JAI NATH JHA Vs. KAMALA NATH JHA

Decided On June 23, 1910
JAI NATH JHA Appellant
V/S
KAMALA NATH JHA Respondents

JUDGEMENT

(1.) The present appeal is preferred by the plaintiffs (appellants) seeking to have set aside the decision of the District Judge of Durbhanga, dismissing an application made by them under Section 525 of the old Civil P. C., that an award be filed in Court. The plaintiffs are the members of the elder branch of a Hindu family of which Mon Mohan Jha was the original head and the defendants are members of the junior branch. The plaintiffs are grandsons of Mon Mohan Jha through his elder son Ganganath Jha and the defendants are one Kamala Nath Jha, the grandson of Mon Mohan Jha through his younger son Tejnath Jha, and Sibnath Jha his grandson through Poovinath Jha the son of Tejnath Jha. The family was originally a joint Hindu family governed by the Mitakshara Law: and on the death of Mon Mohan Jha, Ganganath Jha, his elder son, became the karta. On the death of Kamala Nath, his elder son, Poovinath, is said to have become guardian of his younger brother Kamala Nath and on his death Ganga Nath became guardian of Kamala Nath and Sib Nath.
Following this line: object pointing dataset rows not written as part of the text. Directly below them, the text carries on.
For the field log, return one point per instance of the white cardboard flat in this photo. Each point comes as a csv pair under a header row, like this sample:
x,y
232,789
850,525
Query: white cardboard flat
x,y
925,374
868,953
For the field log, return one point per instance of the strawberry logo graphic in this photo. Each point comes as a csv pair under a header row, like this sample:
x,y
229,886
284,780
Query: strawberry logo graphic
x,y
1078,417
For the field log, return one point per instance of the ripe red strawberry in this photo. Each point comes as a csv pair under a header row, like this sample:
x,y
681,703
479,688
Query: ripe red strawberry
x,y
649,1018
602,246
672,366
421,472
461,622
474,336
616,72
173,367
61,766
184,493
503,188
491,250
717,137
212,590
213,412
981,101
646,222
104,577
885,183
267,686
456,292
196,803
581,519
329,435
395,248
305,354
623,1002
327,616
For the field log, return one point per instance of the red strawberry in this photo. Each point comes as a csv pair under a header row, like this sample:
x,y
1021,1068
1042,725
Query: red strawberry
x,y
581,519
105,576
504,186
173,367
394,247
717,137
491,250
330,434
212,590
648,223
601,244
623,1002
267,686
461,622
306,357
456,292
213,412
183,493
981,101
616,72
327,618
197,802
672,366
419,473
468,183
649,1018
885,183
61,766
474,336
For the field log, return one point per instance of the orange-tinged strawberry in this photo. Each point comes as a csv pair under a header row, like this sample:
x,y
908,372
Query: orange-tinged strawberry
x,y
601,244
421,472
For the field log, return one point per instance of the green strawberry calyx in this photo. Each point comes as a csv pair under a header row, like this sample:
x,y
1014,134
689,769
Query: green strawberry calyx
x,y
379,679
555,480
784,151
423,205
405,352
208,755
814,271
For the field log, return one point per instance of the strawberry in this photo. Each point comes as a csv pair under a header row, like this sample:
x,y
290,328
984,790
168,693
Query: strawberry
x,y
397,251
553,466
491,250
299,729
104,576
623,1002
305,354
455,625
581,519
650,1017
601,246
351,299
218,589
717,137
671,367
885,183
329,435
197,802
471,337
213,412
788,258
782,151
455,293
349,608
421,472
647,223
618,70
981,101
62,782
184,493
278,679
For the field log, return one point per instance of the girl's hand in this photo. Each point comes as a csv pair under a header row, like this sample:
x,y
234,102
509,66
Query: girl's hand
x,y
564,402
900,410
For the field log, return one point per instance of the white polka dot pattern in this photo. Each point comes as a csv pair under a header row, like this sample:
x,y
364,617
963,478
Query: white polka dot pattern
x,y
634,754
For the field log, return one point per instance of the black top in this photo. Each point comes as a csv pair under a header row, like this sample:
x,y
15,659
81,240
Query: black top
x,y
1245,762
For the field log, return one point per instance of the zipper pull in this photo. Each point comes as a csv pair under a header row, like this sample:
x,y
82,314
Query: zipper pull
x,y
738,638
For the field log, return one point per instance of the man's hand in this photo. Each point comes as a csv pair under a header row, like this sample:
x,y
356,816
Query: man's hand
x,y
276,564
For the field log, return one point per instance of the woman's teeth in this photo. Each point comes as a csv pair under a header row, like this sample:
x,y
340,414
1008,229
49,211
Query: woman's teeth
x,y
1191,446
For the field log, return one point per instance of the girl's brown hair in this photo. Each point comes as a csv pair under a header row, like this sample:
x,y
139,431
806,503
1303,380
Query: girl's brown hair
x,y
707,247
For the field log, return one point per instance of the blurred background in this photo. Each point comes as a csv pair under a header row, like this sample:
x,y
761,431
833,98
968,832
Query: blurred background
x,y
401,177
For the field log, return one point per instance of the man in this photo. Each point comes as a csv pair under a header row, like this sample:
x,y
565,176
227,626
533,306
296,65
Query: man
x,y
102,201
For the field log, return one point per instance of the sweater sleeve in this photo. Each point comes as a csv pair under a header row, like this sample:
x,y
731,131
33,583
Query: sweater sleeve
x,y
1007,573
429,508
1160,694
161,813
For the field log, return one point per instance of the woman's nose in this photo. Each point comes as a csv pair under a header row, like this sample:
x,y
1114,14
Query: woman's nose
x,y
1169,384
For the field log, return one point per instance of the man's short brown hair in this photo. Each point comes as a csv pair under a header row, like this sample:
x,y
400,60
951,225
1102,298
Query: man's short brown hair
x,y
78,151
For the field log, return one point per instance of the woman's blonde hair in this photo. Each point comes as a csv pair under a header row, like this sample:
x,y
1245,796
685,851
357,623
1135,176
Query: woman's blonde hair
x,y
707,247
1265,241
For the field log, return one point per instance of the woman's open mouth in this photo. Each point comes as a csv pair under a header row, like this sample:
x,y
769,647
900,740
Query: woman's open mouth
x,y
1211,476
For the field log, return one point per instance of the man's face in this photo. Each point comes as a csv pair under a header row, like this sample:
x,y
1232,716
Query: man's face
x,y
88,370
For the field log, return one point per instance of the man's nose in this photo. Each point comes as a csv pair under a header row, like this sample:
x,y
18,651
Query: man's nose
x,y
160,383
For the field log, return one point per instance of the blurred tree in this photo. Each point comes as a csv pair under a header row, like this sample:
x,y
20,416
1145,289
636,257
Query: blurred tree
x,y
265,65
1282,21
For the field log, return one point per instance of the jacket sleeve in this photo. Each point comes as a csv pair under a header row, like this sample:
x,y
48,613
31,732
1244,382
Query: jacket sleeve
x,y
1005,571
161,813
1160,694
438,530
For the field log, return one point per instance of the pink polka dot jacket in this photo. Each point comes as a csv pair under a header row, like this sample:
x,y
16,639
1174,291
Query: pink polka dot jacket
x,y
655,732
Kamala Nath attained majority before the year 1898 and Baidya Nath a son of Ganga Nath is said to have been appointed guardian of Sibnath.

(2.) On the 31 December 1898, an ekrarnama is said to have been executed by Ganga Nath Jha, on the one side as representing his branch of the family and by Kamala Nath Jha, on his own behalf and as guardian for Sibnath Jha, as representing the younger branch. In that document it was stated that though the family had been all along joint, the two branches had agreed to separate and that they had in consequence become separate in mess some short time previously. Accordingly from that day the two branches had separated and the document was executed with the object of dividing the properties and debts of the family between the two branches. In pursuance of that object three persons were appointed as arbitrators for the purpose of honestly and faithfully dividing the properties and debts between the two branches of the family. The award was not delivered till the 25 May 1905 and only one of the three arbitrators who submitted the award was included in the three arbitrators originally selected. It was this award that the plaintiffs applied to have filed in Court.

(3.) The suit was instituted in the Court of the Subordinate Judge on the 1 November 1905 and after frequent postponements it was, on the 28 January 1907, transferred to the file of the District Judge.